Where it sits in minimal and deep-tech territory
Water EP also makes sense when heard in the overlap between minimal techno and adjacent deep-tech or minimal-house space. Discogs describes deep techno as a relatively wide subgenre that often emphasizes ambient, sometimes dancing, and almost always low-end aspects, and that framing helps explain the EP’s pull. The record appears to live in that zone where club function and atmosphere do not cancel each other out.
That balance is key. Rather than aim for obvious peak-time aggression, the release favors detailed groove control, hypnotic rhythmic movement, and a sense of space that lets each element register cleanly. The low-end emphasis and atmospheric layers make it easier to hear how the tracks can work both as focused listening pieces and as tools for DJs who need tension without overload.
Why the patience pays off on the floor
The real story of Water EP is not just that the tracks were made two years earlier, but that they were allowed to become clearer over time. Revisiting older sketches with a more mature ear turns the release into a small lesson in minimal production: remove what is unnecessary, keep the rhythmic core intact, and let the details do the emotional work.
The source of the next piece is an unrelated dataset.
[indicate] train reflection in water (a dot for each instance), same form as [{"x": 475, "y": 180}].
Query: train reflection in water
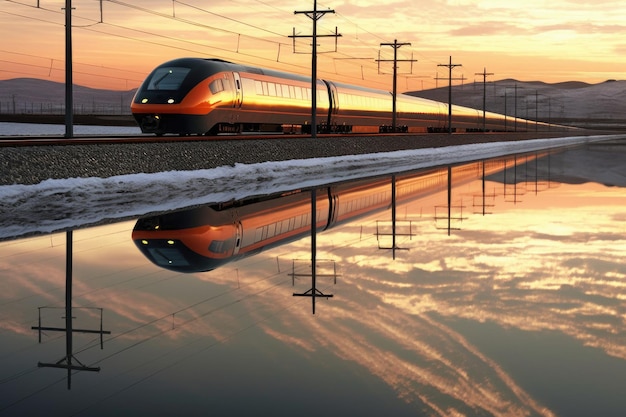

That is where the EP’s club value comes from, because a groove with room around it can feel stronger than one packed with constant movement.
Bandcamp’s presentation reinforces that direct, artist-led approach, and the Water track page even cross-links the release to SoundCloud and Spotify, showing that the EP was positioned for both discovery and wider digital circulation. But the core appeal stays the same no matter where it is heard: this is music that gains force by not rushing its own logic. Water EP turns patience into structure, and that is why its quietest choices end up carrying the most weight.